That recessions precipitate cutbacks at almost levels of an enterprise is no surprise. Historically, one consequence of those cutbacks has been lowered customer service owing to a paucity of staff and inclination on those that remain. Yet this time around appears to be somewhat different as a recent report in the Wall Street Journal points out based on the results of a survey conducted by the University of Michigan and widely known as the American Customer Satisfaction Index.
The report cites some leading American consumer companies as examples. Sprint Nextel is reported to have seen its ACSI score (from the index) go up by 12.5%. Others include the Cheesecake Factory which added "an online customer survey to its mystery shopper program to assess service in its restaurants". Based on results, the restaurant change simplified the way waiting times were displayed at its outlets.

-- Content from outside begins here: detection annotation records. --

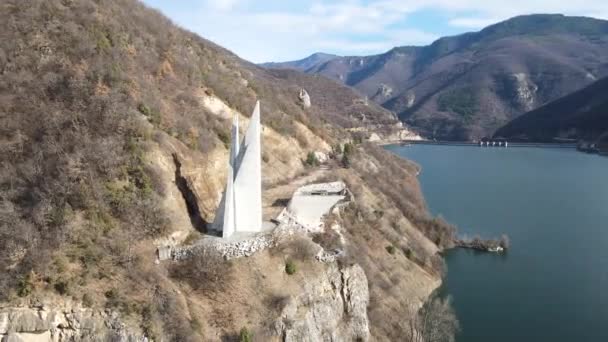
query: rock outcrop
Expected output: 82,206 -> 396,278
0,306 -> 148,342
298,88 -> 311,108
275,264 -> 369,342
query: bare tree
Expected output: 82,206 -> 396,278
409,297 -> 460,342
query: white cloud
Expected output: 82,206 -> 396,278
448,17 -> 502,29
146,0 -> 608,62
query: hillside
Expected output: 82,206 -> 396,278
268,15 -> 608,140
260,52 -> 338,71
0,0 -> 454,341
494,78 -> 608,142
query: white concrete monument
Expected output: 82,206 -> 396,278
214,101 -> 262,238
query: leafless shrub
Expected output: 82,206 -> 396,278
408,297 -> 460,342
171,249 -> 235,295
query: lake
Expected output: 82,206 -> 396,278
386,145 -> 608,342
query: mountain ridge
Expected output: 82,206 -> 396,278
266,14 -> 608,140
494,77 -> 608,144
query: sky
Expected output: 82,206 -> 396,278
143,0 -> 608,63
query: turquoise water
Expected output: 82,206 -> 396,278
387,145 -> 608,342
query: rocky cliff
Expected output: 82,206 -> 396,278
269,14 -> 608,140
0,305 -> 148,342
0,0 -> 449,341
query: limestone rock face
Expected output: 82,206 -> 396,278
275,263 -> 369,342
0,307 -> 148,342
298,88 -> 311,108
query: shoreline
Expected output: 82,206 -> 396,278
379,140 -> 577,149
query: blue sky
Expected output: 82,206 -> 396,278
143,0 -> 608,63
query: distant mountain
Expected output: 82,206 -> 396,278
260,52 -> 339,71
495,77 -> 608,142
266,14 -> 608,140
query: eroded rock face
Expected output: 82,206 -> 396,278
298,88 -> 311,108
275,263 -> 369,342
0,307 -> 148,342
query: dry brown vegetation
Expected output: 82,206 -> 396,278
0,0 -> 456,341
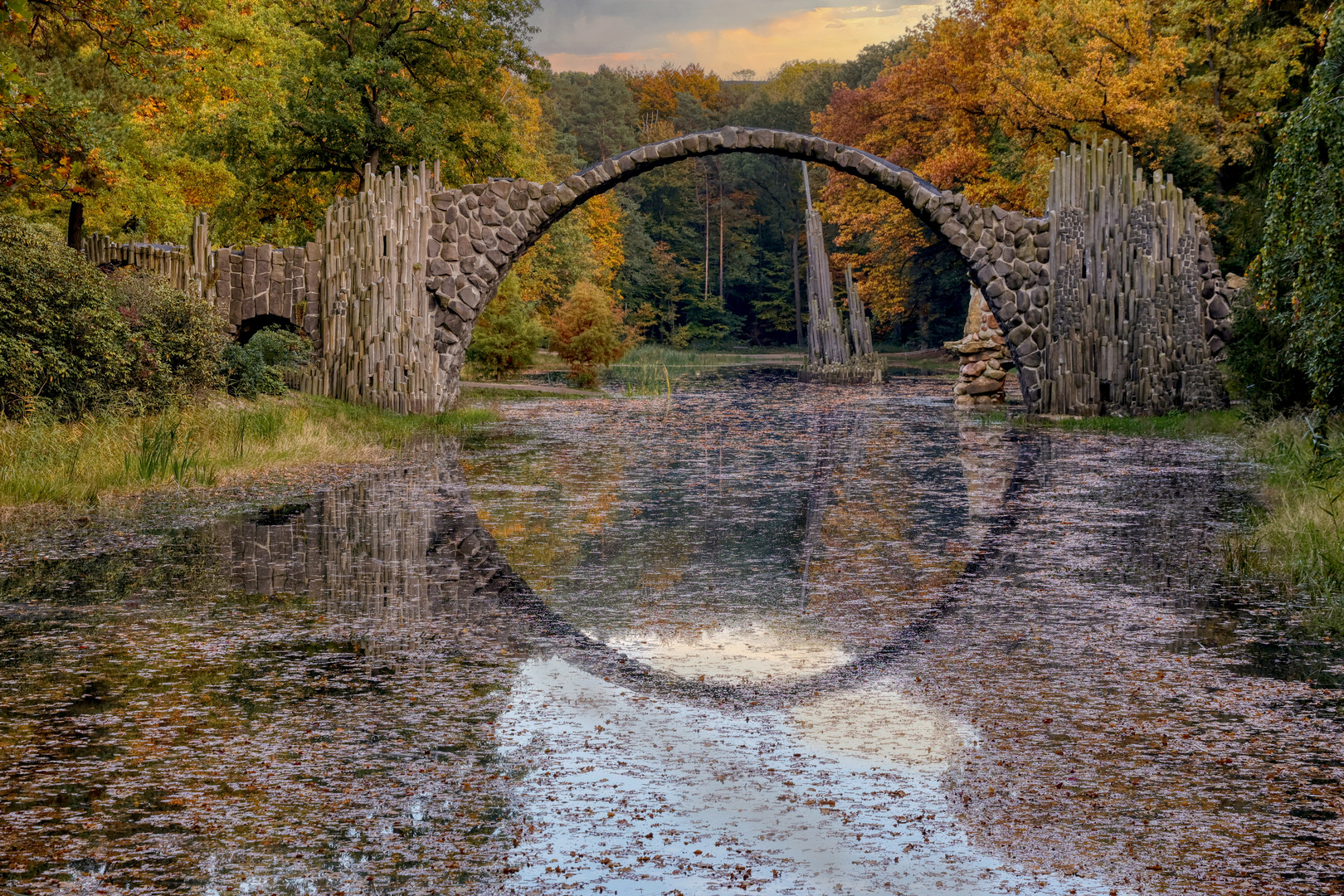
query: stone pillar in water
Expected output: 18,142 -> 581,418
942,286 -> 1012,410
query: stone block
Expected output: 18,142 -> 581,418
967,376 -> 1004,395
447,298 -> 475,323
442,309 -> 472,338
1006,323 -> 1031,348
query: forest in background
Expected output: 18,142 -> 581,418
0,0 -> 1328,348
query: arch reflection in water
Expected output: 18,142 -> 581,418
469,376 -> 1110,894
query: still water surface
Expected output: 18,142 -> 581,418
0,373 -> 1344,894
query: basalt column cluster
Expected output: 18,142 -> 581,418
1043,141 -> 1242,416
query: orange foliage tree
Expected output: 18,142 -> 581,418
621,61 -> 723,121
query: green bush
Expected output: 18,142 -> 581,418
110,274 -> 228,408
0,215 -> 136,419
221,326 -> 312,399
0,217 -> 226,421
466,274 -> 546,380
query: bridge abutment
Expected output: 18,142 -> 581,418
75,126 -> 1235,415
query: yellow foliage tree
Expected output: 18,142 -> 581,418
551,280 -> 637,388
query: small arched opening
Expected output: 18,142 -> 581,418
238,314 -> 299,345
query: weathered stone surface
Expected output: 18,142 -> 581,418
1006,323 -> 1031,348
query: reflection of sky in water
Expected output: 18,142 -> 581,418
468,373 -> 989,658
606,622 -> 852,684
469,375 -> 1109,894
499,658 -> 1112,896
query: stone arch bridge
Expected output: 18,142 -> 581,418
78,126 -> 1234,415
413,128 -> 1233,414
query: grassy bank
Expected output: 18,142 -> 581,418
0,393 -> 497,508
1005,411 -> 1344,636
1227,418 -> 1344,636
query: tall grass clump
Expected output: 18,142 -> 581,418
1015,411 -> 1246,438
0,392 -> 497,506
0,217 -> 226,421
1227,416 -> 1344,634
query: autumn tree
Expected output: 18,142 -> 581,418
551,280 -> 635,388
548,66 -> 640,161
466,274 -> 546,380
1233,12 -> 1344,411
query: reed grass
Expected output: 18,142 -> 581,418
610,343 -> 757,376
0,393 -> 497,508
1225,418 -> 1344,635
1013,411 -> 1247,438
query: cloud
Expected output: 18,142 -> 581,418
536,0 -> 934,76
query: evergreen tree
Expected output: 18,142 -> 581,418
466,274 -> 546,380
1233,11 -> 1344,410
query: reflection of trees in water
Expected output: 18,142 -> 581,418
0,469 -> 529,892
468,392 -> 994,645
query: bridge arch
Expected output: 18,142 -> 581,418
426,126 -> 1049,411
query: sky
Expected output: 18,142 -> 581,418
533,0 -> 934,78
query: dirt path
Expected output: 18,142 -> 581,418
458,380 -> 606,397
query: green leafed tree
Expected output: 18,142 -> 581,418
1233,12 -> 1344,410
466,274 -> 546,380
286,0 -> 546,180
547,66 -> 640,161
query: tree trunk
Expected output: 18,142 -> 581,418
793,230 -> 804,348
66,202 -> 83,252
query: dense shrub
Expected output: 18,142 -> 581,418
466,274 -> 546,379
0,217 -> 226,419
221,326 -> 312,397
0,217 -> 134,419
551,280 -> 639,387
111,268 -> 228,408
1231,9 -> 1344,410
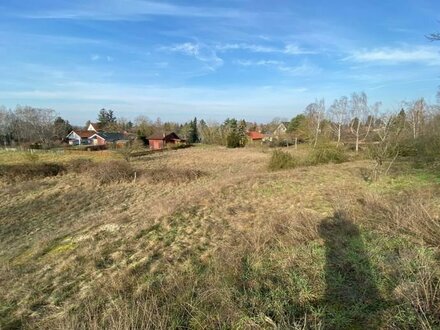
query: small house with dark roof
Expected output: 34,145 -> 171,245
273,121 -> 289,137
248,131 -> 265,141
87,123 -> 102,132
148,132 -> 185,150
66,130 -> 95,145
89,132 -> 127,146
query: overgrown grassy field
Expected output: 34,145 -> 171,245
0,146 -> 440,329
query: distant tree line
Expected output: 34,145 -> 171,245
0,106 -> 72,147
0,92 -> 440,157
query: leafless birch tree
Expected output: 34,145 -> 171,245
329,96 -> 348,146
306,99 -> 325,148
350,92 -> 380,153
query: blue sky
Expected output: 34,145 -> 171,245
0,0 -> 440,124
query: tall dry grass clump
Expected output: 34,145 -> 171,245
87,160 -> 134,184
0,162 -> 66,182
306,145 -> 349,165
269,150 -> 300,171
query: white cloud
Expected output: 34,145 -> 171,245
283,44 -> 316,55
216,43 -> 316,55
20,0 -> 243,21
345,46 -> 440,65
90,54 -> 113,62
234,60 -> 284,66
234,60 -> 321,76
159,42 -> 223,71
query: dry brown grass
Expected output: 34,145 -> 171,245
0,147 -> 440,329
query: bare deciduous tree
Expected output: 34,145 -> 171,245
330,96 -> 348,146
350,92 -> 380,153
404,98 -> 427,139
306,99 -> 325,148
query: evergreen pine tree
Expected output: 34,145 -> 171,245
238,120 -> 247,147
226,118 -> 240,148
188,118 -> 199,143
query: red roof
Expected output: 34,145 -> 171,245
90,123 -> 102,131
248,131 -> 264,140
73,130 -> 96,139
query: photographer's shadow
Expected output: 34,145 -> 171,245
318,212 -> 384,329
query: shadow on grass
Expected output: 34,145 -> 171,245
319,213 -> 384,329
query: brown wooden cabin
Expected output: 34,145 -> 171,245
148,132 -> 185,150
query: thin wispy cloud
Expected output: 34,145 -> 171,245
345,46 -> 440,65
234,60 -> 322,76
90,54 -> 113,62
19,0 -> 240,21
159,42 -> 223,71
0,0 -> 440,121
215,43 -> 316,55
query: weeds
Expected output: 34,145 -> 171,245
269,150 -> 300,171
0,147 -> 440,330
87,160 -> 134,184
0,162 -> 66,182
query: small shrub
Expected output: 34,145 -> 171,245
306,145 -> 348,165
0,163 -> 66,181
88,160 -> 134,184
67,158 -> 93,173
269,150 -> 299,171
142,168 -> 205,183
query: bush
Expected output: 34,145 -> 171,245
269,150 -> 299,171
0,163 -> 66,181
142,168 -> 206,183
67,158 -> 93,173
88,160 -> 134,184
306,145 -> 348,165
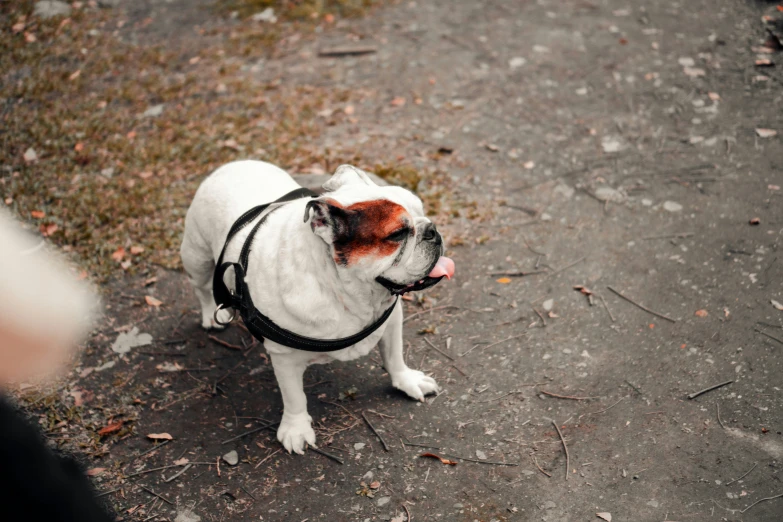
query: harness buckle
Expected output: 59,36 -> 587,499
212,303 -> 239,326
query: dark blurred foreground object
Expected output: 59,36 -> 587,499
0,397 -> 114,522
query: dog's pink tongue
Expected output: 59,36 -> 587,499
429,256 -> 454,279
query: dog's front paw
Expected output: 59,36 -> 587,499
392,368 -> 438,401
277,413 -> 315,455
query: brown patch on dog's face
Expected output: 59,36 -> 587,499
329,199 -> 414,266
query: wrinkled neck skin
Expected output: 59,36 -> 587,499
240,200 -> 394,339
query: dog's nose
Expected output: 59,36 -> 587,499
421,223 -> 440,242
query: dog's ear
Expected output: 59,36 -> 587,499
322,165 -> 375,192
304,198 -> 355,245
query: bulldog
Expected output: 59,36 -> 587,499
180,161 -> 454,454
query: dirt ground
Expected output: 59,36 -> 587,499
6,0 -> 783,522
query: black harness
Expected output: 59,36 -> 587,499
212,188 -> 428,352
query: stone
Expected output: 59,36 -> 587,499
223,450 -> 239,466
33,1 -> 71,19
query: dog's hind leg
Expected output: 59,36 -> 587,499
180,225 -> 231,330
378,303 -> 438,401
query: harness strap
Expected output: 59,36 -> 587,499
212,188 -> 398,352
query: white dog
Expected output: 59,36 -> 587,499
181,161 -> 454,454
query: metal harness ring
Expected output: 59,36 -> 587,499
212,304 -> 239,326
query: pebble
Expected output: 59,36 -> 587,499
223,450 -> 239,466
33,1 -> 71,19
663,201 -> 682,212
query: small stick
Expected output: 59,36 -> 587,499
310,446 -> 345,464
753,328 -> 783,344
531,306 -> 546,326
221,422 -> 278,444
487,270 -> 546,277
362,412 -> 396,451
549,256 -> 587,275
163,461 -> 191,483
740,493 -> 783,513
598,294 -> 614,322
207,335 -> 245,352
715,402 -> 726,430
321,399 -> 359,420
642,232 -> 694,239
726,462 -> 759,486
402,305 -> 459,323
424,337 -> 455,361
606,286 -> 677,323
141,486 -> 174,506
552,421 -> 571,480
538,390 -> 599,401
253,448 -> 283,469
688,380 -> 734,399
530,453 -> 552,478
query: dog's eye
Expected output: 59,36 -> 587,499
386,228 -> 410,243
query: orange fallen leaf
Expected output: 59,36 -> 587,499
111,247 -> 125,263
147,433 -> 174,440
419,453 -> 457,466
98,421 -> 122,437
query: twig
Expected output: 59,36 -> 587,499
318,45 -> 378,57
606,286 -> 677,323
598,294 -> 614,322
402,305 -> 459,323
753,328 -> 783,344
538,390 -> 599,401
424,337 -> 456,361
715,402 -> 726,430
163,464 -> 193,484
549,256 -> 587,276
321,399 -> 359,420
487,270 -> 546,277
221,421 -> 279,444
402,504 -> 413,522
309,446 -> 345,464
251,448 -> 283,468
140,486 -> 174,506
726,462 -> 759,486
531,306 -> 546,326
207,335 -> 245,352
460,334 -> 525,357
362,412 -> 396,451
530,453 -> 552,478
642,232 -> 694,239
552,421 -> 571,480
688,380 -> 734,399
740,493 -> 783,513
443,453 -> 519,466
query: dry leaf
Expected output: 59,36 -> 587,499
147,433 -> 174,440
419,453 -> 457,466
98,421 -> 122,436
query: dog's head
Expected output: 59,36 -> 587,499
304,165 -> 454,288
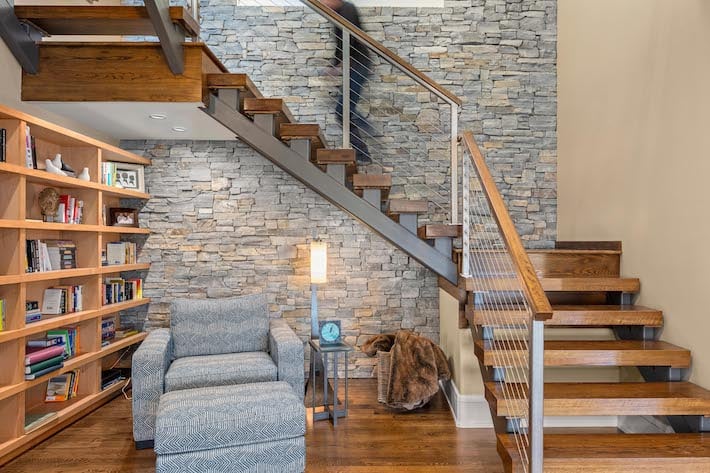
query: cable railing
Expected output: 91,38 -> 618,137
462,132 -> 552,473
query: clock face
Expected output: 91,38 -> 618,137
320,322 -> 340,343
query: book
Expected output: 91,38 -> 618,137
42,288 -> 64,315
25,363 -> 64,381
25,412 -> 57,433
25,344 -> 66,366
0,128 -> 7,163
25,355 -> 64,374
25,125 -> 34,169
27,338 -> 61,348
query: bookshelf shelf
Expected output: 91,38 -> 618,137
0,105 -> 150,466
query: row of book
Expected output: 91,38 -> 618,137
106,241 -> 136,266
101,278 -> 143,305
44,371 -> 79,402
0,299 -> 7,332
53,194 -> 84,224
25,240 -> 76,273
41,285 -> 84,315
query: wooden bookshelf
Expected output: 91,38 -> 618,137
0,106 -> 150,465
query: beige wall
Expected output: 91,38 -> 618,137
558,0 -> 710,388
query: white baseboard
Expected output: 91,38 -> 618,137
439,381 -> 619,429
439,381 -> 493,429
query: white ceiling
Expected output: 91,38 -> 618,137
32,102 -> 236,140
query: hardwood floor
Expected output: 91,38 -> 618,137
5,379 -> 503,473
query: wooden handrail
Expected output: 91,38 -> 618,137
463,131 -> 552,320
301,0 -> 462,107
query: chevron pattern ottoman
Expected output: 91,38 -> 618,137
155,381 -> 306,473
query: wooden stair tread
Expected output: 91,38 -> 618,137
486,382 -> 710,417
466,277 -> 641,293
474,340 -> 690,368
205,72 -> 264,97
316,148 -> 355,165
417,223 -> 463,240
466,304 -> 663,327
497,433 -> 710,473
15,5 -> 200,37
353,174 -> 392,190
244,97 -> 296,123
387,199 -> 429,215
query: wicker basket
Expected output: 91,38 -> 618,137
377,351 -> 392,404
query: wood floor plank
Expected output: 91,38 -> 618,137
2,379 -> 503,473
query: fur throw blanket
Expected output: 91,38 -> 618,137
362,330 -> 451,410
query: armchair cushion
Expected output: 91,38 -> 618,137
269,319 -> 305,399
131,329 -> 172,443
170,294 -> 269,358
165,352 -> 276,392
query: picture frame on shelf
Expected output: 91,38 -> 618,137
109,207 -> 138,228
114,163 -> 145,192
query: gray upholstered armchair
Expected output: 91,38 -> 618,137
132,295 -> 304,448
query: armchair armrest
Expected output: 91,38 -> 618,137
131,329 -> 173,448
269,319 -> 305,399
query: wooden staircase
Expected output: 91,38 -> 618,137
465,243 -> 710,473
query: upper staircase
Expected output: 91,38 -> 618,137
1,0 -> 710,473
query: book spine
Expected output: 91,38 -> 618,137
25,363 -> 64,381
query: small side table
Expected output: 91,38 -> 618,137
309,340 -> 353,427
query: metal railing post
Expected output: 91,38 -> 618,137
451,103 -> 459,225
341,29 -> 350,148
528,319 -> 545,473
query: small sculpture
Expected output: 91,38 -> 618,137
44,159 -> 67,176
37,187 -> 59,222
52,153 -> 74,176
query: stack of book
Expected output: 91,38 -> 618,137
0,299 -> 7,332
106,241 -> 136,266
25,301 -> 42,324
47,327 -> 79,359
101,278 -> 143,305
25,240 -> 76,273
42,285 -> 84,315
25,338 -> 65,381
54,194 -> 84,224
101,317 -> 116,347
44,371 -> 79,402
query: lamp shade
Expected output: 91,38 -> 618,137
311,241 -> 328,284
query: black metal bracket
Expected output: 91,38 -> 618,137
0,0 -> 41,74
145,0 -> 185,74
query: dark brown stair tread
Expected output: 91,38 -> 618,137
353,174 -> 392,190
15,5 -> 200,36
486,382 -> 710,417
497,433 -> 710,473
466,304 -> 663,327
387,199 -> 429,215
555,241 -> 621,253
244,97 -> 296,123
417,223 -> 463,240
474,340 -> 690,368
205,72 -> 264,96
466,277 -> 641,293
316,148 -> 355,165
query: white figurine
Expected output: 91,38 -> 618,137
44,159 -> 67,176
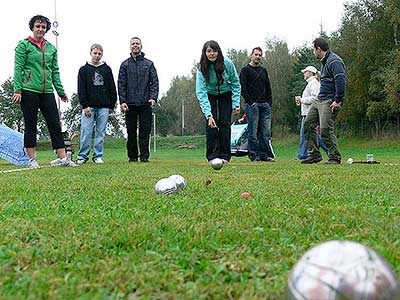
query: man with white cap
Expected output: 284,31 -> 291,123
296,66 -> 320,160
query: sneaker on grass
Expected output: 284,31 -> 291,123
93,157 -> 104,164
76,158 -> 87,165
60,157 -> 77,167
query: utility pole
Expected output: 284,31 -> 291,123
181,97 -> 185,136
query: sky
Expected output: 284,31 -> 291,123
0,0 -> 346,106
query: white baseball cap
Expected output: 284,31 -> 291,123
301,66 -> 317,74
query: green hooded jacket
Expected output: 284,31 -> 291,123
14,38 -> 65,97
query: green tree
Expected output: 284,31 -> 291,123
265,37 -> 298,135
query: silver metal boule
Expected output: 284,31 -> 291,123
287,241 -> 400,300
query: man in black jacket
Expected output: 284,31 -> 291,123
77,44 -> 117,164
301,38 -> 346,164
118,37 -> 159,162
240,47 -> 275,161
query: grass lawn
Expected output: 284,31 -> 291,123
0,138 -> 400,299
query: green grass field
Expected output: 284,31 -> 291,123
0,138 -> 400,299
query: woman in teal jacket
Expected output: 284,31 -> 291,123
13,15 -> 74,168
196,40 -> 240,163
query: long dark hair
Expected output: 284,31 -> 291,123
199,40 -> 225,84
29,15 -> 51,32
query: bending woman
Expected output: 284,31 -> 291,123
196,41 -> 240,163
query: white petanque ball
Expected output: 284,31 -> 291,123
210,158 -> 224,170
154,178 -> 178,195
286,241 -> 400,300
168,174 -> 186,189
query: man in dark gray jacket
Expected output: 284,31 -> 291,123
118,37 -> 159,162
301,38 -> 346,164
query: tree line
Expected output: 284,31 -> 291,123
0,0 -> 400,137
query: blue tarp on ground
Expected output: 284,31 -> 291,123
0,124 -> 29,166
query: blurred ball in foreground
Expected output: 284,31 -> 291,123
154,178 -> 178,195
240,192 -> 251,198
287,241 -> 400,300
168,174 -> 186,189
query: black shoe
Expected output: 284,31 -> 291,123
301,156 -> 322,164
326,158 -> 341,165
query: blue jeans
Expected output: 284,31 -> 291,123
297,116 -> 308,159
246,102 -> 273,160
297,116 -> 328,159
78,107 -> 109,160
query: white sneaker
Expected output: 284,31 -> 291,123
76,159 -> 87,165
60,157 -> 77,167
50,158 -> 61,167
93,157 -> 104,164
222,159 -> 229,165
28,157 -> 40,169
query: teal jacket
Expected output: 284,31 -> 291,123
14,38 -> 65,96
196,57 -> 240,119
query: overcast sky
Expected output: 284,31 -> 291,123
0,0 -> 346,103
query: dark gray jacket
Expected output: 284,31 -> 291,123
118,52 -> 159,106
318,50 -> 346,103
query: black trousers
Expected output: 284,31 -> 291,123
21,90 -> 65,149
206,92 -> 232,161
125,105 -> 152,160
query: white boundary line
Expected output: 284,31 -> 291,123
0,165 -> 52,174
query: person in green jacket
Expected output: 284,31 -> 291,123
13,15 -> 75,168
196,40 -> 240,164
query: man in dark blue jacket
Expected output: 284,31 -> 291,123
118,37 -> 159,162
301,38 -> 346,164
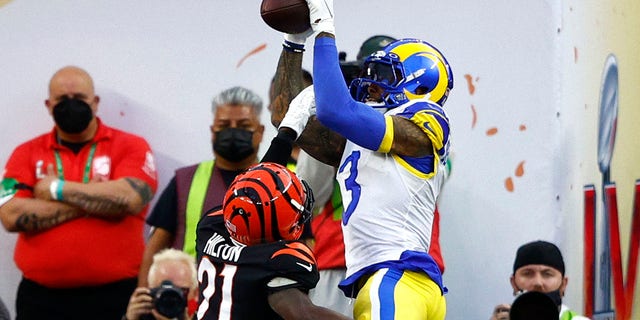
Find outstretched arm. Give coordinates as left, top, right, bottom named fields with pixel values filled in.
left=271, top=48, right=304, bottom=128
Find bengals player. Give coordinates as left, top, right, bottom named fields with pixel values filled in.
left=196, top=162, right=348, bottom=320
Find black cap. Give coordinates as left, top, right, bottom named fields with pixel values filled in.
left=513, top=240, right=564, bottom=275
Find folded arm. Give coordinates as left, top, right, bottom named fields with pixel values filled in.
left=0, top=197, right=85, bottom=233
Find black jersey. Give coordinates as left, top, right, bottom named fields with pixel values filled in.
left=196, top=210, right=319, bottom=320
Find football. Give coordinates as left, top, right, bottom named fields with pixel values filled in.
left=260, top=0, right=311, bottom=34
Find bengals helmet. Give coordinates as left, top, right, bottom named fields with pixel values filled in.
left=223, top=162, right=314, bottom=245
left=350, top=39, right=453, bottom=109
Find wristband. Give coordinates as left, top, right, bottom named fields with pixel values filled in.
left=49, top=179, right=60, bottom=200
left=56, top=180, right=64, bottom=201
left=282, top=40, right=304, bottom=53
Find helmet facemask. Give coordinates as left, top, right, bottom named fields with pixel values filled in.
left=350, top=39, right=453, bottom=109
left=223, top=163, right=314, bottom=245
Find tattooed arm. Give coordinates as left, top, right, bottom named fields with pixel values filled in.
left=270, top=49, right=304, bottom=128
left=271, top=50, right=345, bottom=167
left=0, top=198, right=85, bottom=233
left=34, top=176, right=153, bottom=219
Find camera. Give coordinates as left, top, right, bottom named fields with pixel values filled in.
left=151, top=280, right=188, bottom=319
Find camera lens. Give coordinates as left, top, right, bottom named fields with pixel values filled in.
left=151, top=280, right=187, bottom=318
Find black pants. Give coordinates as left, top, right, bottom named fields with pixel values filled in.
left=16, top=278, right=138, bottom=320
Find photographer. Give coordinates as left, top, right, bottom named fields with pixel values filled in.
left=122, top=249, right=198, bottom=320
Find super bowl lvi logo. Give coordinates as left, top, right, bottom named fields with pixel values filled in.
left=92, top=156, right=111, bottom=181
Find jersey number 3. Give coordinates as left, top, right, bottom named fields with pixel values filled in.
left=338, top=151, right=361, bottom=226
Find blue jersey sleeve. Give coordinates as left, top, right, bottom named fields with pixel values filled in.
left=313, top=37, right=393, bottom=152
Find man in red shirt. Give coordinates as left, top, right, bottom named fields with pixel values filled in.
left=0, top=66, right=157, bottom=319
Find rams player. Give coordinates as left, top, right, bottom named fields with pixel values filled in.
left=272, top=0, right=453, bottom=319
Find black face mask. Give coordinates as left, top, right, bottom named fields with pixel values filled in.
left=53, top=99, right=93, bottom=133
left=545, top=289, right=562, bottom=308
left=213, top=128, right=254, bottom=162
left=518, top=288, right=562, bottom=308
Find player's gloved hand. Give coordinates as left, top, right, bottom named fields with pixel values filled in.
left=307, top=0, right=336, bottom=34
left=278, top=85, right=316, bottom=137
left=284, top=28, right=313, bottom=46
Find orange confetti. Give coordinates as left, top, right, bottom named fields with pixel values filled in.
left=516, top=161, right=524, bottom=177
left=487, top=127, right=498, bottom=136
left=464, top=73, right=476, bottom=95
left=504, top=177, right=514, bottom=192
left=471, top=105, right=478, bottom=129
left=236, top=43, right=267, bottom=68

Others mentioned in the Journal report include Comcast Corp where its ACSI score shot up 9.5%. Some surprises by way of mention include US AIrways where ACSI scores went up 9.3% apparently due to the introduction of a hand-held scanner to trace mishandled baggage.
Airlines have found mention along the same lines at other publications including The New York Times which notes that airlines (surprisingly) are "putting some personal contact back into flying". The NYT article says that Delta Air Lines is "reviving a moribund airport service program known as the “Red Coats,”
for the crimson-jacketed service staff who roam airport concourses in
search of passengers in need."
Nevertheless, the trends are not necessarily all up as the Journal article points out that "improved satisfaction scores also may reflect lower customer expectations and a shrinking pool of customers demanding attention."
For hotel companies ACSI scores have held steady from at 75 since 2007, which is also the same as when the scores were instituted in 1995. That in itself is overall a positive given how busy the industry was in '07 and '08 (till September).